For long scientists may have gone through unsuccessful attempts of controlling the immune system and treating cancerous tumors. Investigators from the University of Cambridge suggest that a type of stromal cell noted in many cancers restricts the use of vaccines and other therapies. It was determined that this form of stromal cell expressing fibroblast activation protein alpha (FAP) is a hallmark in curbing the immune response in cancerous tumors.
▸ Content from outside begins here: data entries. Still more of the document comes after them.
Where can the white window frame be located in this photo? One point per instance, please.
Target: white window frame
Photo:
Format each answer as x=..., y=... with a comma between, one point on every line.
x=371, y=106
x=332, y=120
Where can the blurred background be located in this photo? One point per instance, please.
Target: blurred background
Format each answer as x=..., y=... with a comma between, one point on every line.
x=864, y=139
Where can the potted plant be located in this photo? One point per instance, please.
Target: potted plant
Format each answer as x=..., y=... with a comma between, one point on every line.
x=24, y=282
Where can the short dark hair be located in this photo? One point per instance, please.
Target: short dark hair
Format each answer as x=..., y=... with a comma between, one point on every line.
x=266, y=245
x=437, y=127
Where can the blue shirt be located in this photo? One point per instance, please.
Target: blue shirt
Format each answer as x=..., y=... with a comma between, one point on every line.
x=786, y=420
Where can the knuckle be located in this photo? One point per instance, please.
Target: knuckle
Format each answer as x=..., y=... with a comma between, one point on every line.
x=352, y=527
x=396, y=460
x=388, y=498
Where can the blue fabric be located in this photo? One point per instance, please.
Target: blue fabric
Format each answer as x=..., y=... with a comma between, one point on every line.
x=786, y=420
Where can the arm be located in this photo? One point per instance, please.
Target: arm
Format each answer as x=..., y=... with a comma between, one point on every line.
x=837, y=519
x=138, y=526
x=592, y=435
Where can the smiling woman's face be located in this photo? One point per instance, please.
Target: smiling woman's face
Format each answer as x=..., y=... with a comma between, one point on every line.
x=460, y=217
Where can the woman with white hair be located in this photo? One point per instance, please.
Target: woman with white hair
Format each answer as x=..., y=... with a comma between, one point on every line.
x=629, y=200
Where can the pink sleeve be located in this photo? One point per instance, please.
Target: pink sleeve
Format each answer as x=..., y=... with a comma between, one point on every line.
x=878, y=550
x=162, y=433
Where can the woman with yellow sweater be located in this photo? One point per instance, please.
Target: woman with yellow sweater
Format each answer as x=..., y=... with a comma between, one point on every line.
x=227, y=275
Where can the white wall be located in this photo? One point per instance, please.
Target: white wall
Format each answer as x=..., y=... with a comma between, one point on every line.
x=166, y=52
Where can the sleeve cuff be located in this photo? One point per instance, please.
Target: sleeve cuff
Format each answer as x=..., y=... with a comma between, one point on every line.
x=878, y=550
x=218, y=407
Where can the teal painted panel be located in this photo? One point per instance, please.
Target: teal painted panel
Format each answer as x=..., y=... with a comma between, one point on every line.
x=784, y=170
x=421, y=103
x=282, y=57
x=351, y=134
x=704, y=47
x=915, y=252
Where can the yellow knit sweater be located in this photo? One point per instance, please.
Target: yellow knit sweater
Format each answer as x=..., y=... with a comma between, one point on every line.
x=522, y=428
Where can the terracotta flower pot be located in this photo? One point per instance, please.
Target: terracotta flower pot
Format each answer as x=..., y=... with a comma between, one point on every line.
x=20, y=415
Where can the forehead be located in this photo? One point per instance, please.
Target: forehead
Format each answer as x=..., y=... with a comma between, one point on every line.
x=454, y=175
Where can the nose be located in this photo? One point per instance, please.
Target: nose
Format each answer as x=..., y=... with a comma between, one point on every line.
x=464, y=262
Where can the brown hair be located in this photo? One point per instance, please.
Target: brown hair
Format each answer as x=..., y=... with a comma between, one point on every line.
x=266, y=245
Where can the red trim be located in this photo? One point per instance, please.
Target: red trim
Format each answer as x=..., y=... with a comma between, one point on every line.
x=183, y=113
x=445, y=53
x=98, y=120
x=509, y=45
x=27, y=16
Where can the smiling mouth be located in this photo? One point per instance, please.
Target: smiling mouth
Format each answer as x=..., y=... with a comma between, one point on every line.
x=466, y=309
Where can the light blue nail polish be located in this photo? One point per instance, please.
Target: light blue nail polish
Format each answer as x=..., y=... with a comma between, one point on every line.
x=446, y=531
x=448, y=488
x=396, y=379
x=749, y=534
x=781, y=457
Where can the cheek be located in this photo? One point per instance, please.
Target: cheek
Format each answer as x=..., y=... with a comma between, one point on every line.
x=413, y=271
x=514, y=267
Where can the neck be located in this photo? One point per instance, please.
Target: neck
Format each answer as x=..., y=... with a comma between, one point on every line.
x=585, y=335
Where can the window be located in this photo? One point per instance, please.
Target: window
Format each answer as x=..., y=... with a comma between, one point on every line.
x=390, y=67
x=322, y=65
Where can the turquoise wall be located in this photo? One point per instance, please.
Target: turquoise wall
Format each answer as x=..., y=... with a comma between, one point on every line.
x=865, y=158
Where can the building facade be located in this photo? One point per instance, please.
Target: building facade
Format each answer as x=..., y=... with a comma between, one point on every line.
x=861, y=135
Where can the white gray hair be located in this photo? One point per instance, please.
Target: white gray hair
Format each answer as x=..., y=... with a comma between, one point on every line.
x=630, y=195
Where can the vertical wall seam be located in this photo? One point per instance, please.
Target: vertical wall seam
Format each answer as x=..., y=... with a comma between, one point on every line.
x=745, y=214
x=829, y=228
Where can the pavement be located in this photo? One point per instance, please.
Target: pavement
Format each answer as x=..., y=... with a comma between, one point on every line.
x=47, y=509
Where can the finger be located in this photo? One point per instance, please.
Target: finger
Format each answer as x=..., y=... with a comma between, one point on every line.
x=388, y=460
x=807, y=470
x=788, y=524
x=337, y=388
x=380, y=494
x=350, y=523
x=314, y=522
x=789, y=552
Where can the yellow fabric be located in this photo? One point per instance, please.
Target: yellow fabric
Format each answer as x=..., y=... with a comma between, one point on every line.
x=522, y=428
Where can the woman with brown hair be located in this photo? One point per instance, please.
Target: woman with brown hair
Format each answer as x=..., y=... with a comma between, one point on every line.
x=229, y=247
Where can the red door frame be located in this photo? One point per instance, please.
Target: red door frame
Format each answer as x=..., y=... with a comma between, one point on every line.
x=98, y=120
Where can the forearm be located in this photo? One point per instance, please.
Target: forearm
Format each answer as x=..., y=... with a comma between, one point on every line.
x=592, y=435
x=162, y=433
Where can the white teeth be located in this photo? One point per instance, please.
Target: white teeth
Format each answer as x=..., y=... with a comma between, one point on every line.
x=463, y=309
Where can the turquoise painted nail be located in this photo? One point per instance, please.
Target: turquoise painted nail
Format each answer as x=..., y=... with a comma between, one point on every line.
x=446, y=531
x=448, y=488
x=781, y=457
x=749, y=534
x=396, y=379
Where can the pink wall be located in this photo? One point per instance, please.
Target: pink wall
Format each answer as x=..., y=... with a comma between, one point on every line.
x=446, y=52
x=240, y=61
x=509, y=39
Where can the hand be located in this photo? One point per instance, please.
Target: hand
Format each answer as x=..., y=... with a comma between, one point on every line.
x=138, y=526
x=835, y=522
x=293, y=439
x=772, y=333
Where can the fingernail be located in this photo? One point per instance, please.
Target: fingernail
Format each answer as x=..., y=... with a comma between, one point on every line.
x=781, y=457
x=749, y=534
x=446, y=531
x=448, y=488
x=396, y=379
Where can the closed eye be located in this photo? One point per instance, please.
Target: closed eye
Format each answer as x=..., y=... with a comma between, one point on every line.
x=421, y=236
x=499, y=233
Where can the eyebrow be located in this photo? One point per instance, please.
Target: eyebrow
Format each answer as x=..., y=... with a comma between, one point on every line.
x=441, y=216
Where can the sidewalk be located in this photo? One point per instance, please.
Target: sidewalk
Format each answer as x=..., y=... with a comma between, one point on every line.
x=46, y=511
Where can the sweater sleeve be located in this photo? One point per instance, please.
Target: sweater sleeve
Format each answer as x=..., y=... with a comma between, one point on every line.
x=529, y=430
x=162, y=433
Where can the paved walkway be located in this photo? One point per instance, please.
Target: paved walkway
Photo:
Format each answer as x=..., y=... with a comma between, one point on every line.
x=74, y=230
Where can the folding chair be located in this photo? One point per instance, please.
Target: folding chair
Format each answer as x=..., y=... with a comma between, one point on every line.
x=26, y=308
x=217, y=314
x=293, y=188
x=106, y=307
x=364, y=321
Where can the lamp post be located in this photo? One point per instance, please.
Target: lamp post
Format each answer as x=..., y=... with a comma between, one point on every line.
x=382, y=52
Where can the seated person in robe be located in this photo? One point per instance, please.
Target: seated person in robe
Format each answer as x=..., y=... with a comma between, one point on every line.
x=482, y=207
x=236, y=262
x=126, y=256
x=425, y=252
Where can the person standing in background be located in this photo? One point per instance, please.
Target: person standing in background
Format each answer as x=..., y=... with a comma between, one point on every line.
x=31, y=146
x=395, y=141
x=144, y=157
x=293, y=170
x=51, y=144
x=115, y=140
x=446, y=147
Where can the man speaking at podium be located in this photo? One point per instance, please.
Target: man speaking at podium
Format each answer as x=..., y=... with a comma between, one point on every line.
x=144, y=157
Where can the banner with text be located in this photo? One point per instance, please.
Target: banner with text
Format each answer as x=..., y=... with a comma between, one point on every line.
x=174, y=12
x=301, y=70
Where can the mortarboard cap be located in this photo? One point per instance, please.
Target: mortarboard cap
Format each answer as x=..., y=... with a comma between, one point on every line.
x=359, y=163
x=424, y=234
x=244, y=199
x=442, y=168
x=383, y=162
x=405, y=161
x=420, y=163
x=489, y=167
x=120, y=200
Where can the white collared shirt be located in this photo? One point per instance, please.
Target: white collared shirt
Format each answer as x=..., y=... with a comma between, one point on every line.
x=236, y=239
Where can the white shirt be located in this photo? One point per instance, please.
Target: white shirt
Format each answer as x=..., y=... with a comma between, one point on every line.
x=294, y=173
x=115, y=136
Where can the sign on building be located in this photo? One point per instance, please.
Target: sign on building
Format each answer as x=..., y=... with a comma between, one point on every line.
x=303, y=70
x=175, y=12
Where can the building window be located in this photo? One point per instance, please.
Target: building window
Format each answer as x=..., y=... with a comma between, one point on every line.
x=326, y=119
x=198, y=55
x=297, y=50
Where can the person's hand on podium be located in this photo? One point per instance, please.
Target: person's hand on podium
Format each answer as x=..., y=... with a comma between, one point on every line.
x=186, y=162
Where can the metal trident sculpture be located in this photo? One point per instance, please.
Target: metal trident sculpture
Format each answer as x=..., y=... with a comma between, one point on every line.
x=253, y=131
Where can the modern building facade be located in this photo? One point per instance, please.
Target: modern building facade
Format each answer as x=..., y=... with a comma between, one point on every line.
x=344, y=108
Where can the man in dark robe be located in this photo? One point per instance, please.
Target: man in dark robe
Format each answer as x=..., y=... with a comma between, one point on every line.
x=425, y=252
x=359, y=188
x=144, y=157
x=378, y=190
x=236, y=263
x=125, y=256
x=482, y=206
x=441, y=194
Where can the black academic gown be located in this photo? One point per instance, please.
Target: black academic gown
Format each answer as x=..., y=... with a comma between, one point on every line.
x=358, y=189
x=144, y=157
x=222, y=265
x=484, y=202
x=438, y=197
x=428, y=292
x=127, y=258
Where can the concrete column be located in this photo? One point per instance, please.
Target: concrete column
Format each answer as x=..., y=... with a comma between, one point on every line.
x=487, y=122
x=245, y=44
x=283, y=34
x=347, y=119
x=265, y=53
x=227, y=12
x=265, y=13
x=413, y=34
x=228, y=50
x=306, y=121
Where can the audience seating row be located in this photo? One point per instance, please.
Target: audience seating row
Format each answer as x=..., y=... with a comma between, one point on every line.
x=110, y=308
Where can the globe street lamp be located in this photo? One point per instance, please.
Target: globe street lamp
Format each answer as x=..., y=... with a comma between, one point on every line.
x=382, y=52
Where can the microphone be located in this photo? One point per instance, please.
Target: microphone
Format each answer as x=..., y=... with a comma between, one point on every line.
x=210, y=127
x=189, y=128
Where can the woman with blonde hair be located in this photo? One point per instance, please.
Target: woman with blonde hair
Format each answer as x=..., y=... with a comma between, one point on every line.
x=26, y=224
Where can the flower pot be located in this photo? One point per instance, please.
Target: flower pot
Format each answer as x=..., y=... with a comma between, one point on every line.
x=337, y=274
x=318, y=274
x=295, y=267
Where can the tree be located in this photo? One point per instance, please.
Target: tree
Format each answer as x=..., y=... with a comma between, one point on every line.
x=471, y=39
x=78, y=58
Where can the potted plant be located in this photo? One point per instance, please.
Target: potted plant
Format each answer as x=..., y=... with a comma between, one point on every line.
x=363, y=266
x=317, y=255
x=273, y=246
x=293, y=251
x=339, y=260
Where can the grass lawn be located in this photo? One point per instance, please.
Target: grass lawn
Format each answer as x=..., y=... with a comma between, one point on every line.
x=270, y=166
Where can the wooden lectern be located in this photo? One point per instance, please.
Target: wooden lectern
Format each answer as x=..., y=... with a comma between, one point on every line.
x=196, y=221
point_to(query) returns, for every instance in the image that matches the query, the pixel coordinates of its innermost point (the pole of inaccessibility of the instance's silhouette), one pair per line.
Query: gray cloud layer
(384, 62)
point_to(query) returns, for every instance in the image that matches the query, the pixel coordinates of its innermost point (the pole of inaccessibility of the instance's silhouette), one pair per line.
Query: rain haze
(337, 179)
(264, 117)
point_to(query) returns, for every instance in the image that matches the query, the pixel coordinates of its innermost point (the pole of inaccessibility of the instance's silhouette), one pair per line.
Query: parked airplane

When the cells are destroyed a tumor immune suppression may be relieved and immune system can regulate the previously uncontrolled tumor. Till date the vaccines introduced for alerting the immune system to attack cancerous cells in tumors have presumably activated an immune response in the body but, inexplicably, almost never affected the growth of tumors. It has been suspected that within the tumor microenvironment the activity of immune cells is suppressed though not completely. It was discovered that at least one immune suppressive component is contained within normal tissue cells known as stromal cells and that the cancer has coerced to assist its survival. The examined cancer seems to express a novel protein linked with wound healing FAP.
Professor Douglas Fearon, Sheila Joan Smith Professor of Immunology of the Department of Medicine at the University of Cambridge, shared, “These studies are in the mouse, and although there is much overlap between the mouse and human immune systems, we will not know the relevance of these findings in humans until we are able to interrupt the function of the tumour stromal cells expressing FAP in patients with cancer. It should be noted, however, that the FAP-expressing stromal cell was actually first found in human cancer by Lloyd Old and his colleagues 20 years ago.”
Presumably, various cancer including breast and colorectal cancers have the presence of FAP expressing cells. A transgenic mouse model was put to use for analyzing whether FAP expressing stromal cells play a role in resistance of a tumor to vaccination. Researchers claim to have destroyed the FAP expressing cells in tumors of mice with established Lewis lung carcinomas. Among the total number of tumors only 2 percent may be FAP-expressing and the cancer began to rapidly ‘die’. Additional investigations will be triggered for evaluating the way cells exert their effects and boost immunological therapies to remove a barrier constructed by the cancer.
The research was published in the journal Science.